Pope: Ignatius of Antioch, the irrepressible desire of Christians for Unity
Vatican City (AsiaNews) – A strong urge within the Church and believers, their “intense desire for union” was the central theme of today’s general audience, in which Benedict XVI reflected on the figure of St Ignatius, “Doctor of unity”. Following on from his example the Pope “beseeched the Lord for the grace of unity”.
The audience returned to St Peter’s Square, where a multitude of coloured caps marked the sunny spring day. Over 30 thousand people were present applauding the Pope at great length as he made his way around the square to greet them before beginning his weekly address, on board his white open top car.

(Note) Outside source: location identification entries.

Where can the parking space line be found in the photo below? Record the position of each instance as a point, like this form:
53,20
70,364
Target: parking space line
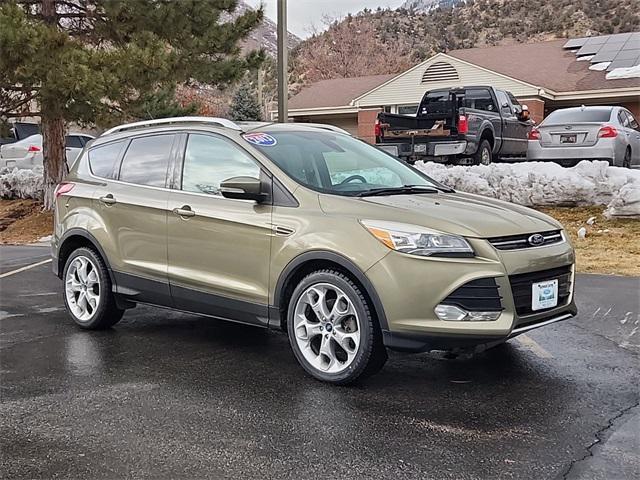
534,346
22,269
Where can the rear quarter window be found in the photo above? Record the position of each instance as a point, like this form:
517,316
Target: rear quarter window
103,159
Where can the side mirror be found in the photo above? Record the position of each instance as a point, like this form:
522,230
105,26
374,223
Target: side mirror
243,188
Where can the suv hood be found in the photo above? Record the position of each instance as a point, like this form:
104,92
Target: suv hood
456,213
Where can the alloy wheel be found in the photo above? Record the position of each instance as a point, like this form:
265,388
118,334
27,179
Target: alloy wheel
82,288
327,328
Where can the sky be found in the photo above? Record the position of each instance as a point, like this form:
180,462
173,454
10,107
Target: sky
304,14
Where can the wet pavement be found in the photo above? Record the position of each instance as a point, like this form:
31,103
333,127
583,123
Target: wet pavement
166,394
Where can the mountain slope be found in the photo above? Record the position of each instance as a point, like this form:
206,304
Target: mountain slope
389,41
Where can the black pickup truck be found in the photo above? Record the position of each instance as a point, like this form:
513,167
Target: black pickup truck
465,125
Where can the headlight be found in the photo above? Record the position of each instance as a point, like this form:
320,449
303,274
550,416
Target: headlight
417,240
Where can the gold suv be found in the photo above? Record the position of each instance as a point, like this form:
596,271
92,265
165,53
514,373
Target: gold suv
304,228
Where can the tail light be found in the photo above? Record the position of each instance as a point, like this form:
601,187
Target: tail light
64,187
607,131
534,134
463,125
377,128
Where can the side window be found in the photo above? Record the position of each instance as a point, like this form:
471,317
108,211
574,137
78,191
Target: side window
74,141
479,99
146,160
209,160
102,159
503,100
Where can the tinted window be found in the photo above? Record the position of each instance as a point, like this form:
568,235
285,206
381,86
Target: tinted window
210,160
577,115
102,160
74,141
479,100
335,163
146,160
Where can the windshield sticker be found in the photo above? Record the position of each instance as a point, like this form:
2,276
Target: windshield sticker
260,139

Continuing his reflections on the lives of the figures of the early Church, Benedict XVI dedicated his catechesis to St Ignatius of Antioch. The Pope noted that he was the third bishop of Antioch – the first bishop was Peter – from 70 to 107 the date of his martyrdom.

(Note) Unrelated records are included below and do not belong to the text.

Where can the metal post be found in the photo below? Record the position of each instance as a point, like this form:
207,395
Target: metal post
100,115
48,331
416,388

The was a flowering Christian Community in that great metropolis of the Empire, and it was there that the disciples were first called Christians. “While travelling to Rome to face martyrdom”, he wrote the seven letters to different Churches, in which “he defines Christian life as an imitation of the divine”. “In the towns where he stopped along the way he strengthened the Churches”, “urging believers to be on their guard against emerging heresies, to remain faithful to the apostolic tradition, and to maintain ecclesial harmony and co-operation”.
“St. Ignatius is called the ‘doctor of unity’” : “unity in God, unity in Christ, unity of the Church and unity among believers”, “Among the Fathers of the Church, Ignatius is renowned for his intense desire for union with Christ,”. He even expresses when pleading that his martyrdom “come quickly in order to be with Jesus. Let me imitate the passion of my Lord”. “His intense desire for union with Christ, taught that unity is a prerogative of God, and so for Christians is an imitation of the divine”. But there is a vision of unity in the Church too, he insists on communion among believers and with their Bishops. “Such harmony precludes any sense of opposition between ecclesial roles”.
Benedict XVI underlined how in the very language used by Ignatius terms linked to unity can be found: “the guitar cords, the unity of voices in a choir, the harmony of instruments”. But there is also the concept of unity between communion and mission.
The Pope recalled that we also owe Ignatius respect for being the first to attribute the term “Catholic” that is “Universal” to the Church. And he was also convinced that the Roman Christian Community “exercises a type of primacy in love and presides over charity”.